Mental health professionals traditionally use criteria outlined in the Diagnostic and Statistical Manual of Mental Disorders, or DSM, to identify specific mental disorders based on observable symptoms. In the case of psychosis, it may include hallucinations, delusions, radical changes in personality or a distorted sense of reality.
A team of researchers led by faculty at the University of Georgia has identified a number of biological markers that make it possible to classify mental disorders with greater precision. Their findings are published in the American Journal of Psychiatry
, and may one day lead to improved diagnostics and treatments for those suffering from mental illness.
‘A number of biological markers that could make it possible to classify mental disorders with greater precision has been developed by researchers. The findings could lead to improved diagnostics and treatments for those suffering from mental illness.’
The advent of modern medical diagnostic tools has made it possible to identify the hallmarks of innumerable diseases with simple, reliable tests that portray the inner workings of the body in exquisite detail - allowing doctors to pinpoint the specific cause of a patient's complaint and prescribe the proper course of treatment.
The same cannot be said, however, for the field of psychiatry. Despite advances in technology, there are no objective medical tests to diagnose mental disorders. Psychiatrists cannot find evidence of schizophrenia in a blood sample; they can't see bipolar disorder in an X-ray.
The study's lead author Brett Clementz, a professor of psychology in UGA's Franklin College of Arts and Sciences, said, "Psychiatry still relies on symptoms as the basis of a diagnosis. It would be like using the presence of fever to diagnose a specific infection. We need some means to help us more accurately differentiate mental disorders."

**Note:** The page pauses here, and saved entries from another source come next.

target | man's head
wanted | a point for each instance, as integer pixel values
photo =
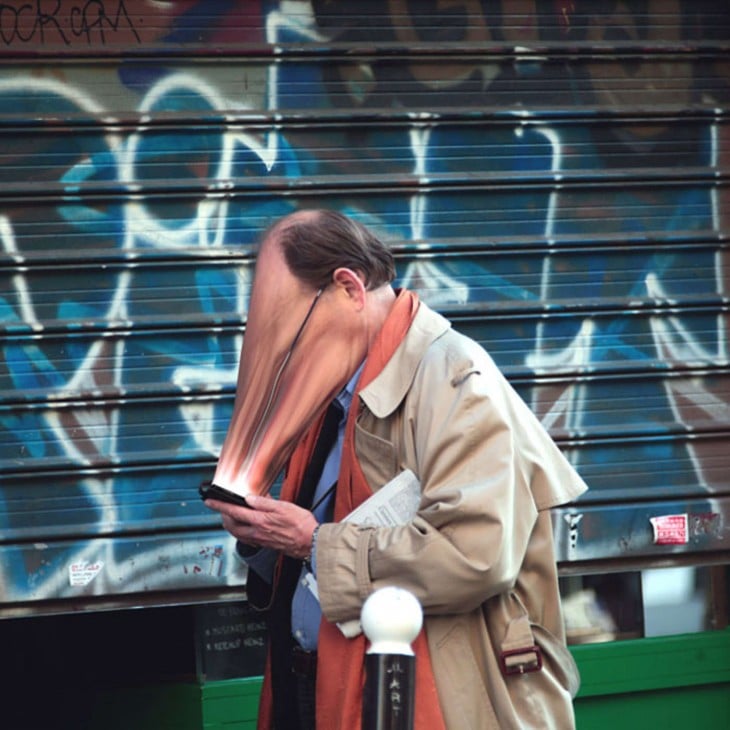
(320, 295)
(316, 243)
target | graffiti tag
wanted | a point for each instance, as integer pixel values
(43, 21)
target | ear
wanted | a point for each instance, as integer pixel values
(351, 284)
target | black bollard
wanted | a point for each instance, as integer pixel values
(391, 619)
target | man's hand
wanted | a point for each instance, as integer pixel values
(269, 523)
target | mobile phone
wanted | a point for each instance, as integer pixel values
(208, 490)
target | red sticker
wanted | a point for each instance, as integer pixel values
(670, 529)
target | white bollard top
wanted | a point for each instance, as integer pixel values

To that end, Clementz and his colleagues created an experimental program that uses neurobiological measures rather than symptoms to identify disease types. They focused exclusively on patients suffering from psychosis - a broad category of mental disorder that includes schizophrenia, schizoaffective disorder and bipolar disorder with psychosis - to see if they could improve upon existing methods.
Clementz said, "We wanted to try to provide neurobiological underpinnings for DSM-type psychosis diagnoses."
The research team recruited more than 700 patients with psychosis and some of their first-degree relatives - a parent, sibling or child - as well as a control group of healthy individuals to see if they could identify brain-based diagnostic markers to differentiate these conditions.
Each participant went through a battery of tests designed to assess their cognitive abilities, including MRI scans and specially designed examinations that asked participants to respond to simple visual or auditory cues, which reveal sensory and perceptual abnormalities.
Researchers used these measures to identify different 'biotypes' of mental disorders, which proved to be superior to DSM standards.
Clementz said, "We were better able to predict who had family histories of psychoses, structural brain abnormalities and measures of social functioning when compared with DSM standards."
In addition to finding more accurate ways of categorizing disease types, the researchers hope that this project may inspire a renewed interest in psychiatric drug development, which has been stymied recently by a lack of clear biological targets.
Clementz said, "Psychiatry has relied mostly on serendipity for new drugs. All of the medications that we use for psychosis have mostly the same mechanism of action, and there are no unique treatments for the various diagnoses. You can't, for example, use an animal model for schizophrenia. How do you find a schizophrenic mouse? But if we can identify a biological mechanism that contributes to disease, then we may reinvigorate drug development, and that's what we're trying to provide."
Clementz is quick to caution that there is still much work to be done before these measures could be used for new diagnostics or to measure drug efficacy, but he is hopeful that this work will lead to much needed advances in the field.
Clementz said, "We're a long way from identifying specific disease mechanisms, but we're a step closer than we were when we focused on clinical symptoms alone."